Selective refresh

nroot · Post by **nroot** » Tue Oct 24, 2006 4:40 pm

We've run into an interesting problem. We're using Thunderstone to index some usenet groups through a dynamic html reader (a PHP script). The script has two modes: listing articles by page and displaying individual articles.

We've got 500,000+ articles, so a "new" walk of all pages every time would probably be impossible. We think it's safe to assume that "article" pages *never* change. So, when we do a refresh walk, we want to refresh all index pages and NEW articles, but completely ignore previously-indexed articles.

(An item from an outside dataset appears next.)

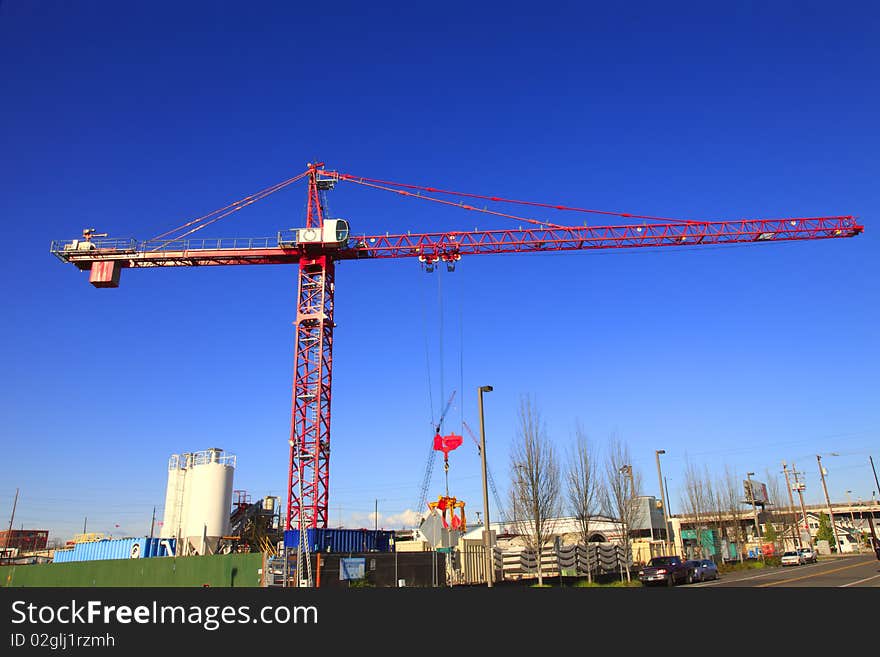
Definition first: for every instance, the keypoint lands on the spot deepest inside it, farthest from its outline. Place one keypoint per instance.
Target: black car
(666, 570)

Essentially, I think we want to be able to set up different refresh rules based on URL pattern match. How can we tackle this?

Tnx- N

Post by **John** » Tue Oct 24, 2006 4:50 pm

The simplest method is probably to edit the calcnextcheck function to take the URL, and pass it in where needed. You could then look at the URL and set nextcheck in the future if it matches, e.g.

<rex article $url>
<if $ret neq ''>
<return "2030-01-01">
<else>
<return "now">
</if>

nroot · Post by **nroot** » Fri Oct 27, 2006 11:37 am

Thanks John- I created a script that (I think) did roughly what you said: changed the NextCheck for pages in the database with URLs matching a specific pattern to the year 2030. I set that script up to run every 15 minutes while the "new" walk was going on and replace the NextCheck date for just rows that hadn't already been hit. Seems to have worked.

But that sounds a little different than editing the "calcnextcheck" function... where is that function? I couldn't find any info on it anywhere.

Thanks for the help- N

Post by **mark** » Fri Oct 27, 2006 11:48 am

calcnextcheck is in the dowalk script.